Re: [tied] Re: New file uploaded to cybalist

From: Patrick Ryan
Message: 41698
Date: 2005-11-02

----- Original Message -----
From: "mkelkar2003" <smykelkar@...>
To: <cybalist@yahoogroups.com>
Sent: Friday, October 21, 2005 3:22 PM
Subject: [tied] Re: New file uploaded to cybalist


> Hallstatt D archeological complex and the Celtic homeland question.
>
> The chaotic situation about the IE homeland search is well known, but
> even the various sub IE homelands like the Celtic are under scrutiny.
> Some quotes from "The Celts," John Davies, 2000, Cassell and
> Company, London, United Kingdom. The jacket says Dr. John Davies is
> an Honorary Professor at the University of Wales and a specialist in
> Celtic history.
<snip>

> "Invasionism lost favor from the 1950's onwards-the era, significantly
> perhaps of rapid desalinization. Instead, emphasis was placed upon the
> capacity of indigenous societies to innovate and develop (p. 26, 28).
>
> posted by M. Kelkar

***
Patrick:

It is truly sad to be forced to realize how much fashionable political
doctrines impinge on what purports to be true science.

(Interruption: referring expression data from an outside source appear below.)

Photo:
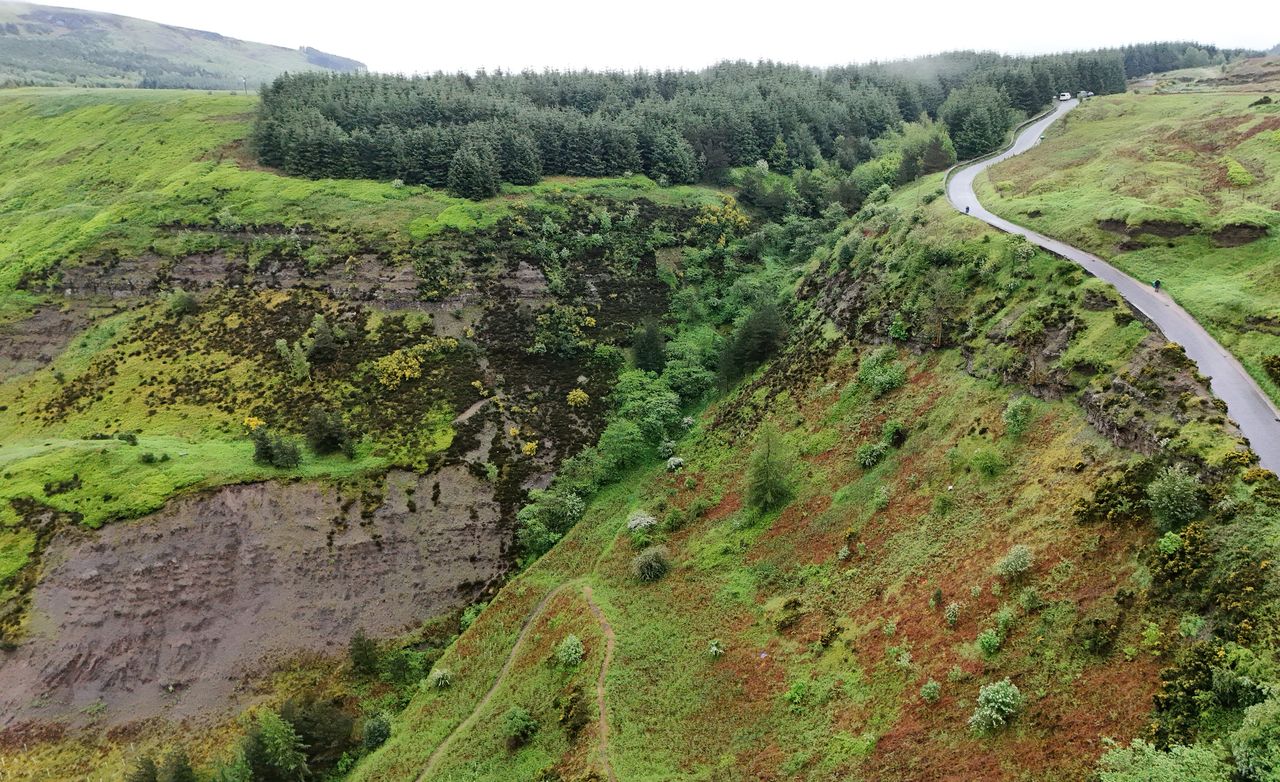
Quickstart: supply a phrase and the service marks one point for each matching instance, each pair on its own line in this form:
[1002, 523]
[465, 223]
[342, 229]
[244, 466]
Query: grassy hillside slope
[45, 45]
[993, 470]
[1184, 188]
[848, 634]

Out of a legitimate feeling of respect for all peoples, gradually a doctrine
of exclusive indigenous development has been promoted to explain the
emergence of all higher cultures; and this doctrine is fascistically
enforced in our educational system, regardless of the evidence. All pretense
at freedom of speech has been sacrificed on the altar of feel-good
hypersaccharinity.

I have an open mind when it comes to the Indian situation; but in the case
of Egypt, with which I am quite familiar, indigenous development is the
forced explanation for the bloom of civilization in pre-dynastic Egypt when
the evidence is overwhelming that the arrival of an intrusive group with
Mesopotamian cultural connections coincided with the great advance.

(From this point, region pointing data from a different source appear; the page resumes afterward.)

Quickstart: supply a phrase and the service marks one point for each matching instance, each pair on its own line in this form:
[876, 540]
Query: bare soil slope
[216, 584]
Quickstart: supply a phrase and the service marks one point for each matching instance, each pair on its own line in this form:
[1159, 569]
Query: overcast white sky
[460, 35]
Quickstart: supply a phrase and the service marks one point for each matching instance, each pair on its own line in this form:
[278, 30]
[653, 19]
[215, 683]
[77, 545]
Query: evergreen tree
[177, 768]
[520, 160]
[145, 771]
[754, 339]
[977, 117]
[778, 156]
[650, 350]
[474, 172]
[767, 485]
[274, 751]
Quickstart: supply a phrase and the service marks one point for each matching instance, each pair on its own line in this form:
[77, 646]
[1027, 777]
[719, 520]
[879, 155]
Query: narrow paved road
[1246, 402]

There are a substantial number of academics who will support the truth only
when it does not offend. Unfortunately, some truths do offend - though, of
course, it never should.

Indian (or Bharati; I like that terminology) is especially interesting in
this regard. On the one hand, we have the Dravidian languages which preserve
the qualities of the Nostratic vowels but butcher the consonants; on the
other hand, Old Indian, which butchers the Nostratic vowels, but keeps the
consonant inventory fairly much intact.

My best guess is that a group of Dravidian-speakers migrated northward out
of Bharat, developed their language into Indo-Iranian, or adopted
Indo-Iranian, and then returned to Bharat. But, I am the first to admit, it
is only a guess.

Mr. Kelkar's idea (I think) that Old Indian and Dravidian (among others)
developed _concurrently_ in Bharat is linguistically unsupportable - unless
one is willing to postulated an intrusive presence among Dravidian-speakers
than pauperized the language. I support an ancient connection between the
two language families but one located 8-10,000 years ago.